Wincing with a whispered apology, he killed the beetle, cutting open its soft underbelly with the skinning knife. He wrote the spell again, this time in the beetle’s blood and using his sharp stick instead of his pen. He applied that spell to the toad.
Again, nothing.
With the beetle now deceased, he needed another subject. Remembering the guests he had attracted when he had been dead weight in his enchanted sleep, he set out his stolen seed bread, the linen peeled back enticingly toward the undergrowth beyond his small camp. He crept behind a tree, and sat silent and still, watching.
And watching. Not silent and still enough.
Wary of spending too much blood, he promised himself he would only attempt it once. He wrote the spell forstill, and, after ensuring he was in a comfortable position, and had the empty apple sack nearby, rubbed the dust on the back of his neck. A shudder ran through him before his limbs went weak but rigid, stiff as a stone cut from the earth.

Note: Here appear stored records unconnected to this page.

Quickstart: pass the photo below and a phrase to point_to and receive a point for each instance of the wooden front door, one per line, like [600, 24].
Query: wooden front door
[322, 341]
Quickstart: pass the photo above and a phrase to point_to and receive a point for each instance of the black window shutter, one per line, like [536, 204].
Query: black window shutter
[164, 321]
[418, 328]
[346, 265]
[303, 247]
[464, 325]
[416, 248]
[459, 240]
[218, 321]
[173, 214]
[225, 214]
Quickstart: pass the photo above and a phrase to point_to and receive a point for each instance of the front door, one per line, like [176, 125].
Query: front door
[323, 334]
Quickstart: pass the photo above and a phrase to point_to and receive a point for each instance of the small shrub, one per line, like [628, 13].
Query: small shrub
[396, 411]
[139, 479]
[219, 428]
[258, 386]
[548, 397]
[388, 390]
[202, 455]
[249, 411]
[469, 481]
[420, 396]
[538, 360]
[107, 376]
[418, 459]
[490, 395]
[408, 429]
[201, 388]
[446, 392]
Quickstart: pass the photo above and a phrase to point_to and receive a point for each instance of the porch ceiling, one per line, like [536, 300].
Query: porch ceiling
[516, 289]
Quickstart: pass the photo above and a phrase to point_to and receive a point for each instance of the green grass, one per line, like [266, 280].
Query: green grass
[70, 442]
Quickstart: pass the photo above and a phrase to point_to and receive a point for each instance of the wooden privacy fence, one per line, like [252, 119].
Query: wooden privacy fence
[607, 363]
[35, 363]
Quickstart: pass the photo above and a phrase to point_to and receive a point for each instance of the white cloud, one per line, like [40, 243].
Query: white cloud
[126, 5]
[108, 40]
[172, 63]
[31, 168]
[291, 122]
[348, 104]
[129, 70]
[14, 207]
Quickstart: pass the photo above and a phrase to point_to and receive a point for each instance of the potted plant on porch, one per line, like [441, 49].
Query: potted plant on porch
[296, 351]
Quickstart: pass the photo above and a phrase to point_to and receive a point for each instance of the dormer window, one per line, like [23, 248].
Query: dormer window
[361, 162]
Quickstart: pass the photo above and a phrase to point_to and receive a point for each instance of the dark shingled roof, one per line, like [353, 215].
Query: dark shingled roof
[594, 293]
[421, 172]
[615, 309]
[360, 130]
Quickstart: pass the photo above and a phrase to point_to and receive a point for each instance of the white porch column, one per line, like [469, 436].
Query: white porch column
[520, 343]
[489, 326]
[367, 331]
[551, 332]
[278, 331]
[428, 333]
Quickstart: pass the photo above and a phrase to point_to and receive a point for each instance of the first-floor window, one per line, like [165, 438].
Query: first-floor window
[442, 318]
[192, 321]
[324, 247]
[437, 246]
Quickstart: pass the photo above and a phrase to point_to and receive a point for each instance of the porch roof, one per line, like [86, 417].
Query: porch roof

Once more, he waited, now as part of the landscape as the tree at his back.
It was not long before a wood mouse shuffled out of the low grass, sniffing around his bag of food. He waited impatiently for the spell to wear off, testing his muscles so he would be ready the instant it did. The mouse was happily chewing through the molding bread when he lunged forward, trapping it in the empty sack. It struggled against the cloth as he crafted another stunning spell. When he opened the bag, it peered up at him, frozen, terrified.
“Feel no fear,” he entreated as he stunned it. He lifted it in his palm. Its scampering heartbeat slowed. “Feel no pain.”